Pushback on migrant pushback as navy source cites ethics

The Royal Navy is not expected to pursue a controversial Home Office policy of literally pushing back refugee dinghies towards France once the military is given responsibility for small boat English Channel crossings.

The Ministry of Defence told Euronews it expected its immediate term efforts to try to limit the number of migrant crossings in small boats would remain focused on understanding what could be done to make the system more effective and efficient, whilst assuring people do not drown in the Channel.

“Unacceptable numbers of people continue to make the dangerous Channel crossings and last November’s tragic deaths serve as the strongest reminder of the need to stop them. The Government is exploring every avenue to prevent further crossings and detail of how that can be achieved will be made known in due course,” a spokesman said.

Navy sources told The Guardian that officers had little interest in carrying out the ‘pushback’ policy put forward by Priti Patel, the home secretary. The policy is opposed by trade unions and charities, which argue it is illegal.

“I’m not sure pushback would work; it’s not part of our ethics,” a navy source said, arguing that British personnel were trained to respond to mayday calls, to save lives and help tackle crises at sea.

iNews reports that the government has never confirmed that it has actually pushed boats back, and experts believe the circumstances in which it would be legal are so limited that it would be impossible to carry out.

However, the paper reports Patel as telling the House of Commons that pushbacks are still “absolutely the policy of this government”.

“Border Force were commissioned to do this, and the MoD through the hybrid ways of working, which I have commissioned across government, they will be doing exactly that.

“Routes have been tested, technology is being used but also the way in which boats can be pushed back has also been well tested with the basis to do that, and that is our policy”.

The Guardian disclosed in November that government lawyers had advised that the odds of successfully defending a challenge in the courts against the lawfulness of plans to send vessels carrying people back to France was ‘less than 30 per cent’.
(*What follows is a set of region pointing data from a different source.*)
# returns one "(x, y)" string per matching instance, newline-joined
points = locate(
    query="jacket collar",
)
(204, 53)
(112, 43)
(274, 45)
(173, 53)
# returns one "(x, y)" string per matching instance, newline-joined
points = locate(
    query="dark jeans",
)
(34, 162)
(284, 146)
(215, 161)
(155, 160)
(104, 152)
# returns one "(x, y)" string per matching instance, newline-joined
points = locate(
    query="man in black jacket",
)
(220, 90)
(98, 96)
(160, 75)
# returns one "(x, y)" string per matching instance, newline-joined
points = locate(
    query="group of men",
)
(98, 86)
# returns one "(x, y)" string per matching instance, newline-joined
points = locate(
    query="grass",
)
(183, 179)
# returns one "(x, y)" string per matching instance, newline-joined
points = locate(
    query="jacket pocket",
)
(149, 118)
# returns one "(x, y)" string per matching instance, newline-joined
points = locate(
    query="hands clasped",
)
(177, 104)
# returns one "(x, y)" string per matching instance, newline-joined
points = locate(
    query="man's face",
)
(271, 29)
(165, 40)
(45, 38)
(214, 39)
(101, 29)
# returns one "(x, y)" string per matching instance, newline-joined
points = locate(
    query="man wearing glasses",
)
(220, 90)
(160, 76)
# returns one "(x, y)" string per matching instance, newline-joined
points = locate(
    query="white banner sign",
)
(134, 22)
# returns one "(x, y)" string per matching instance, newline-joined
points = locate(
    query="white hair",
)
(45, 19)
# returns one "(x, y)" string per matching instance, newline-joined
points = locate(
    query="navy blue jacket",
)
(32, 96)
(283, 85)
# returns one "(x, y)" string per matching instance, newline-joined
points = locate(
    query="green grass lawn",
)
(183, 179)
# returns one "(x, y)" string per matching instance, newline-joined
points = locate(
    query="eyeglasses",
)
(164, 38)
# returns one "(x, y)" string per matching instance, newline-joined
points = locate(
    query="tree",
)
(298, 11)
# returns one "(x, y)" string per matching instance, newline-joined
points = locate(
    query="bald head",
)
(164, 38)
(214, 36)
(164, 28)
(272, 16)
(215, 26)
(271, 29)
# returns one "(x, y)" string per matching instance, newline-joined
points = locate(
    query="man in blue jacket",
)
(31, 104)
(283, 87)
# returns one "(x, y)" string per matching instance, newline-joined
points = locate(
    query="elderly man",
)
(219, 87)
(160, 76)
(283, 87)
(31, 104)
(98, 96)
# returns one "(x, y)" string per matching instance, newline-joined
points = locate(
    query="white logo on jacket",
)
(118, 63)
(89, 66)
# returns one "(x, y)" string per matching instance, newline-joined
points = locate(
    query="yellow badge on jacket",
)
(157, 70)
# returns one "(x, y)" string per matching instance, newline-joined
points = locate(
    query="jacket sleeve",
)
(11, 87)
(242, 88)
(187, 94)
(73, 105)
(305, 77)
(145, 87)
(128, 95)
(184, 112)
According to The Times, the paper’s military sources have made it clear that the navy would focus on escorting migrants to shore for processing in new migrant hubs.
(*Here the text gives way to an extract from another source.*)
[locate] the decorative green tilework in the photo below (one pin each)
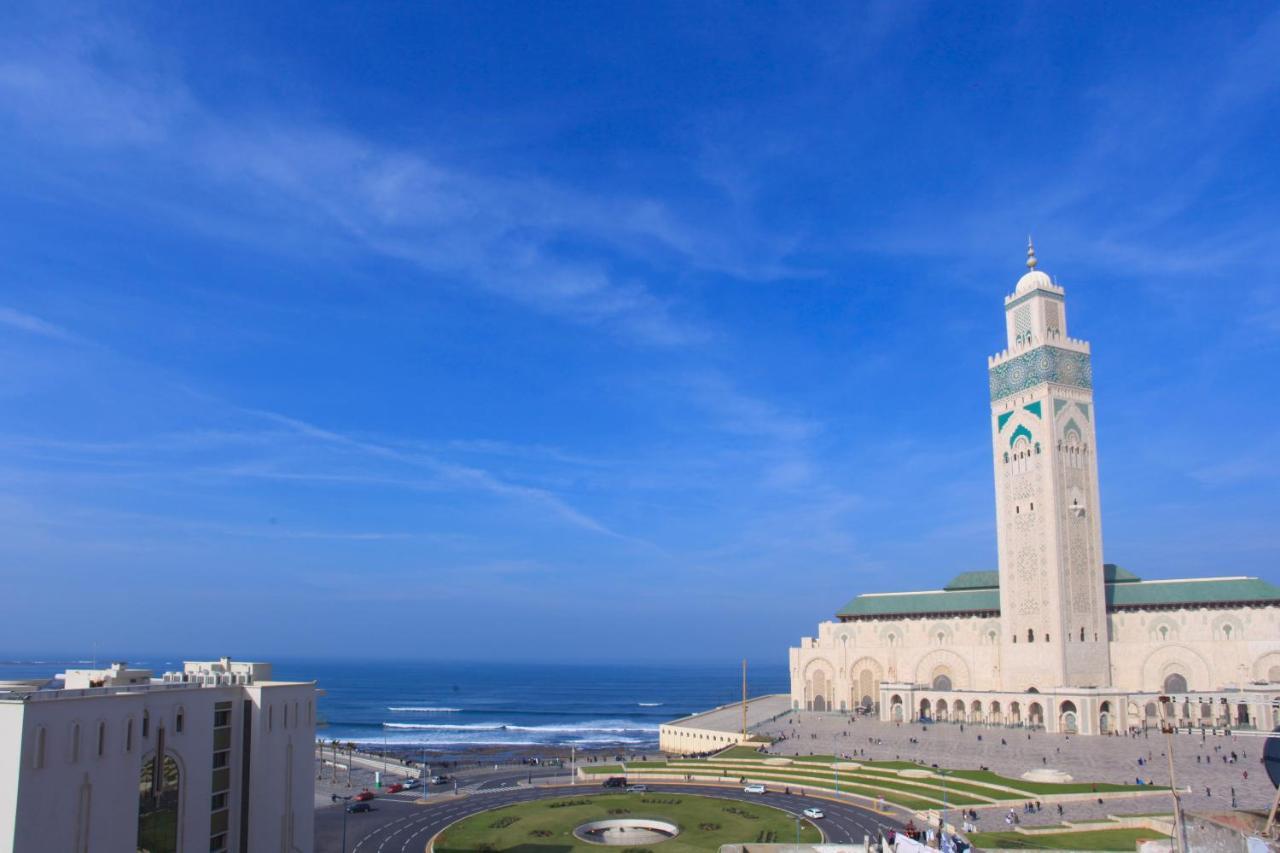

Defence Select Committee chairman Tobias Ellwood has criticised the government plan to limit migrant crossings in the English Channel. He says they are “rushed” and a “massive distraction” for the military.

Ministry of Defence sources told the BBC discussions about the armed forces working with the Home Office and UK Border Force have been taking place for several weeks. But, no decisions have been made over how the Royal Navy or other services would be involved, and there was no indication it would involve pushing migrant boats back to France.

A BBC source says the details of how the military could co-ordinate operations are still to be worked out, while another says there is “trepidation” within the MoD about getting involved in such a complex issue.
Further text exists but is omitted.